Article

Tillich Lectures

MAY 1959
Article
Tillich Lectures
MAY 1959

A LEADER of modern Protestant thought, Prof. Paul Tillich of Harvard University delivered five lectures at Dartmouth last month, April 27 to 30. The last three, a series of evening lectures open to the public, were sponsored by the Jacob Ziskind Memorial Lecture Fund and were arranged by the William Jewett Tucker Foundation.

Dr. Tillich's first lecture was limited to the Great Issues Course and dealt with "The Relevance of Judaism and Christianity in the Encounter of World Religions." The second, open to the public and given as part of a series sponsored by Philosophy 14, dealt with "The Religious Significance of Existentialism."

The general theme of the Ziskind Memorial Lectures, presented on three successive evenings, was "Religious Principles of Moral Action." The individual subjects were "Religion and the Foundation of the Moral Imperative," "Religion and the Ethical Norms," and "Religion and Moral Motivation."
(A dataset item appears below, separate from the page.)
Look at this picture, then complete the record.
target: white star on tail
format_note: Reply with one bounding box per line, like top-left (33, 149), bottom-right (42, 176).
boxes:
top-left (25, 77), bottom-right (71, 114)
Other lecturers in the public series sponsored by Philosophy 14 have been Prof. Morton White of Harvard and Prof. Alice Ambrose Lazerowitz of Smith. Additional speakers during May will be Prof. Walter Kaufmann of Princeton, Prof. C. G. Hempel of Princeton, Prof. C. S. Stevenson of the University of Michigan, and Prof. Max Black of Cornell.